Licklider Transmission Protocol
|Internet protocol suite|
Licklider Transmission Protocol is a point to point protocol for the use in deep space links.
LTP is designed to run directly over a data link layer (such as e.g. AOS), but it can also run on the User Datagram Protocol (UDP), e.g. if used in a sensor network, in a private network (where bandwidth contestation isn’t an issue), and for software debug purposes. Therefore, it does not address issues like routing or congestion control. It was originally designed to support “long-haul” transmission in an interplanetary network; its design is based on experiences with the CCSDS File Delivery Protocol (CFDP). LTP is commonly seen as the standard underlying convergence layer protocol for the Bundle Protocol (RFC 5050), supporting a wide selection of networks.
Developed for space communication however, its features are:
- Reliable data transport for important data (such as a file header.)
- Unreliable data transport for less important data (such as image pixels—a defunct pixel can be overcome.)
- No exchange of messages to perform negotiation. The protocol avoids this process to avoid delays due to potentially higher round trip times. It also avoids link underutilisation
- Energy efficiency, as it will only send if a link is available and distinguishes between important and unimportant data
- Its timers work together with communication schedules and can be suspended whenever a scheduled link outage occurs.
- It needs to be informed about link layer availability, round-trip time and communication schedules, basically requiring a management information base (MIB). LTP is highly stateful.
- Unidirectional transmission sessions, circumvent high round-trip times or the inability of a peer communication node to transmit.
The application divides its data to send into two parts (however, either part may have a size of 0):
- a red part: It contains data that has to be transported reliably, has to be acknowledged by the receiver, and has to be held available until acknowledged. This could, e.g., be a header that contains important information to decode the following data, and whose corruption would render all following data useless.
- a green part. It contains data that does not require to be transported in a reliable fashion. Since reception of this data will not be acknowledged, it can be discarded after being sent out.

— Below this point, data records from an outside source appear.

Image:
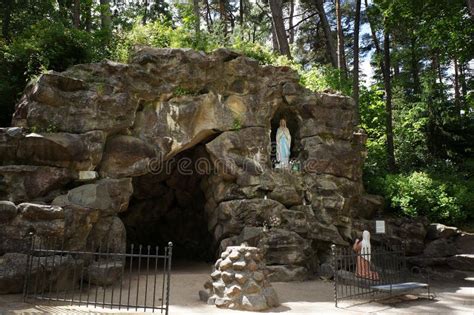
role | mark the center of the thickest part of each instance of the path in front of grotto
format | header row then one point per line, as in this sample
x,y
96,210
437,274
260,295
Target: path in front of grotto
x,y
309,297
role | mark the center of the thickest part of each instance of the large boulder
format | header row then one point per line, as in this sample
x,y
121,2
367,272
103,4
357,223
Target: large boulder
x,y
126,156
98,125
437,230
43,274
20,183
107,195
77,151
8,211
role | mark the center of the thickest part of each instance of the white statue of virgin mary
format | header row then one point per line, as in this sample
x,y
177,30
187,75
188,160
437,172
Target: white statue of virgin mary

The LTP engine will store the data in a queue, check whether the link towards the destination (remember, this is a point-to-point protocol) is available and if so, start the transmission. If the link is not available, it will keep the data in its queue and start transmission as soon as a so-called “link state cue” arrives, either from an underlying link layer or from a Management information base. If there was red data to send, the last segment of the red data is marked with an “end of red data” flag and a timer is started for that segment. If there is no green data to send, the “end of block” flag is set, otherwise the green data is transmitted and the last segment of this part gets marked with the “end of block” flag. The receiver will issue a report segment for the sender once it received the “end of red data” segment and all data is complete. Once the report segment has been transmitted, a timer is started. Upon arrival of the report segment, the sender will cancel its timer and enqueue a report-acknowledgement for the receiver and informs the application that all red data has been successfully transmitted. Once the receiver receives the report-acknowledgement it cancels its timer and the transmission of the red data is completed. The transmission is completed if the “end of block” segment has arrived. More details about LTP can be found in the corresponding RFC 5325.
There are two reference implementations for LTP available
- ION written in C by the Jet Propulsion Laboratory and maintained at Ohio University.
- LTPlib is written in C by Trinity College, Dublin.
LTP is named in honor of the American computer scientist Joseph Carl Robnett Licklider.